29. HP LaserJet 4L (1993)

HP LaserJet 4L (1993)
Photograph: Courtesy of HP
Before the LaserJet 4L came on the scene, printing a professional-looking resume meant either purchasing a very large and very expensive printer or heading down to a print shop and paying pricey per-page fees (as well as reprinting fees, since the first page never came out quite the way you wanted it to). With the
4L (pdf), the era of personal laser printing arrived. It was small enough to fit comfortably on a table and cost $849, the first laser to be priced at under $1000 out of the gate.

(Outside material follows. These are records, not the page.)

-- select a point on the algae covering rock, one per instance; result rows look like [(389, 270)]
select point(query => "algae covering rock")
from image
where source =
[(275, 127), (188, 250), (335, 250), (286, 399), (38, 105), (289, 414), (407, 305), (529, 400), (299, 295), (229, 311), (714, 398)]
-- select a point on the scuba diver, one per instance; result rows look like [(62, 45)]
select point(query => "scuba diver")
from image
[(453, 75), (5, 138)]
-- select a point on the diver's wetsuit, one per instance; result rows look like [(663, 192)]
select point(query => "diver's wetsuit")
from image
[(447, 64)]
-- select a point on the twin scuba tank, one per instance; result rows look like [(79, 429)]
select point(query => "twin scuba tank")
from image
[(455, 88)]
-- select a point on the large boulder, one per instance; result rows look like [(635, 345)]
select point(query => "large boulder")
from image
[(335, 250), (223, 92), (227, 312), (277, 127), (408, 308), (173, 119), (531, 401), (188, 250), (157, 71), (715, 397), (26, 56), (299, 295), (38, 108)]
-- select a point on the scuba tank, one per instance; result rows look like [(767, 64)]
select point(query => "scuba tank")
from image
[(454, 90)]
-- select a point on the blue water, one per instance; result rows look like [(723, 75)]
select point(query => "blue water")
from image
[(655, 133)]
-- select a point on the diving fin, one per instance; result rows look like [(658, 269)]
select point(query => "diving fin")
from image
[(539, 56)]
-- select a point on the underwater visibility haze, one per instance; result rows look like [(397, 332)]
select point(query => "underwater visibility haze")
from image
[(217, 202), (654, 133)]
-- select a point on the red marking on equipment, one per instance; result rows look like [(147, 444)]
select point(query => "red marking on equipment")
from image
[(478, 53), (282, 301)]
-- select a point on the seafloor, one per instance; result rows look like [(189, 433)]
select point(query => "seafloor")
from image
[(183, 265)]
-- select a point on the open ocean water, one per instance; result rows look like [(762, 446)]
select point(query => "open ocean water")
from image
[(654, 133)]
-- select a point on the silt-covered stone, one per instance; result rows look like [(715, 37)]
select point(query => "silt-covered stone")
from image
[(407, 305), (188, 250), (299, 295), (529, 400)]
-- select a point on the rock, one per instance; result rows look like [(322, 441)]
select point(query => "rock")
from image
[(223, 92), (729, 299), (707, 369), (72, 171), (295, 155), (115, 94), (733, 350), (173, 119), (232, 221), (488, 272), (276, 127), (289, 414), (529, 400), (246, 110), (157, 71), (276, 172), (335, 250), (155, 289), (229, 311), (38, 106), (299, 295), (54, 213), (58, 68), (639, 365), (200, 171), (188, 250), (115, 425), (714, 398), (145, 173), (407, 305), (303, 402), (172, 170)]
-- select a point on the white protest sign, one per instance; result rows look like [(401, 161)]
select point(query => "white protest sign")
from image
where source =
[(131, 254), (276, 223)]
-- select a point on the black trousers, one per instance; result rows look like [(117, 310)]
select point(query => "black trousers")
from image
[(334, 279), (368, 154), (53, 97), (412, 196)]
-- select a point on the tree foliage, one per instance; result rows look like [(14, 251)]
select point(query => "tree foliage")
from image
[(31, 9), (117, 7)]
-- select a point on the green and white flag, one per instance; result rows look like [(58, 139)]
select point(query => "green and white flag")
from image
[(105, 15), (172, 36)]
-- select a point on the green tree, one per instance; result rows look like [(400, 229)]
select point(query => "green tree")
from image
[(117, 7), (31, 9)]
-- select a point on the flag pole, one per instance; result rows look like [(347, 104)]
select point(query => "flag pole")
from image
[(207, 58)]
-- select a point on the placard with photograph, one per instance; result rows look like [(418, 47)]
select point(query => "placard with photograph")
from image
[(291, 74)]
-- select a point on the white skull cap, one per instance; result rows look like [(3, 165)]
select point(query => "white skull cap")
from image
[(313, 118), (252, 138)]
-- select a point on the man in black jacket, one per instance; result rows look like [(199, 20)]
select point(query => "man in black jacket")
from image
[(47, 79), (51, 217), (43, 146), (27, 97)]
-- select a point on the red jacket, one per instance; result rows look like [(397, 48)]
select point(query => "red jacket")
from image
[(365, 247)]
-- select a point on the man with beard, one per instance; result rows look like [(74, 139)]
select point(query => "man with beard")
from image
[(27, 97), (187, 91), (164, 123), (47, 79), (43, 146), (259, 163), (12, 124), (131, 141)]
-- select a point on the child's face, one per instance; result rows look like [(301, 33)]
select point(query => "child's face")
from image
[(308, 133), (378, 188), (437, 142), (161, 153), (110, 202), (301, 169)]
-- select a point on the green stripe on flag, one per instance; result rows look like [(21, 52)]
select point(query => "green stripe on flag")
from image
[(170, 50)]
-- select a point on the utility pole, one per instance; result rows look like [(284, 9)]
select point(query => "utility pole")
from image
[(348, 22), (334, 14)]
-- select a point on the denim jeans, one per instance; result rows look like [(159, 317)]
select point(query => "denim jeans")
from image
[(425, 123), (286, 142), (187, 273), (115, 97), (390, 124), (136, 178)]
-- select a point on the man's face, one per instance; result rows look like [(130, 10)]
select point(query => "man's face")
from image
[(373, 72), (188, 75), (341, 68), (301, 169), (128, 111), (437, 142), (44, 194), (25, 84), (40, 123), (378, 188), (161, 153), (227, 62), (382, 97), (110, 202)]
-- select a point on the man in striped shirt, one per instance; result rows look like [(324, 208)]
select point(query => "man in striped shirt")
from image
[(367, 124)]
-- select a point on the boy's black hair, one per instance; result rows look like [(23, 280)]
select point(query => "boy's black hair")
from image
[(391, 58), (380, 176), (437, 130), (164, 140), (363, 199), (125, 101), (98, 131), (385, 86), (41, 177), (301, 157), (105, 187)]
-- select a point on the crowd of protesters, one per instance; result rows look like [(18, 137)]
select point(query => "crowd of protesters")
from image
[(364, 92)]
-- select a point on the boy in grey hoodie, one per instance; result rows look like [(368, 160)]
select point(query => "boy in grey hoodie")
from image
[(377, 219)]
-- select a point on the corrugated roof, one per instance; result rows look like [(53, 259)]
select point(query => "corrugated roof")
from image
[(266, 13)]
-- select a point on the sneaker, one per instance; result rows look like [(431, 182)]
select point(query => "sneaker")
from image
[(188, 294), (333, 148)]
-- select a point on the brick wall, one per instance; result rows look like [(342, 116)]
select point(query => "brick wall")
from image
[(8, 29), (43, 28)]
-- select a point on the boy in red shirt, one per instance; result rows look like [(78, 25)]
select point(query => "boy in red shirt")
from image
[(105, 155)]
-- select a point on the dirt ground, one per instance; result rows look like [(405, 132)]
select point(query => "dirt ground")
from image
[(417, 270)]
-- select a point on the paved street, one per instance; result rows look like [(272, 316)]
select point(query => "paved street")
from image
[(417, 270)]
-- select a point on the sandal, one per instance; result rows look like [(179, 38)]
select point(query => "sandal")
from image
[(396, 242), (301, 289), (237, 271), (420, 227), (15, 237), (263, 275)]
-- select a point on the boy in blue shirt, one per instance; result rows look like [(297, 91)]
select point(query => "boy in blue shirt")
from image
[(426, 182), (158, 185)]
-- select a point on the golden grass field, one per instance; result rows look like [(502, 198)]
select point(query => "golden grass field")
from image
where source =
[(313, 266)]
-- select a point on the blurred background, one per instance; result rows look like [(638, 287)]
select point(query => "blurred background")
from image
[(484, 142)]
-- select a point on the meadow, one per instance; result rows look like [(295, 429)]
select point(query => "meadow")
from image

The workhorse LaserJet 4L can still be found on some PC World editors' desks, and can be had for less than $50 on eBay.

30. Apple Mac OS X (2001)

With its tenth major iteration of the Macintosh operating system, Apple tossed its aging core out the window and did the unthinkable, adopting a Unix implementation as the kernel for OS X. Would the intricacies of a Unix-based system go over with Mac diehards, who had always valued Apple's ease of use and intuitiveness? It seems so. OS X (now up to version 10.4) has possibly been a bigger hit than anyone could have imagined, and its visual flourishes have set the bar for modern OSs. Many observers claim that Microsoft Vista's Aero is a brazen rip-off of OS X's Aqua interface. You be the judge.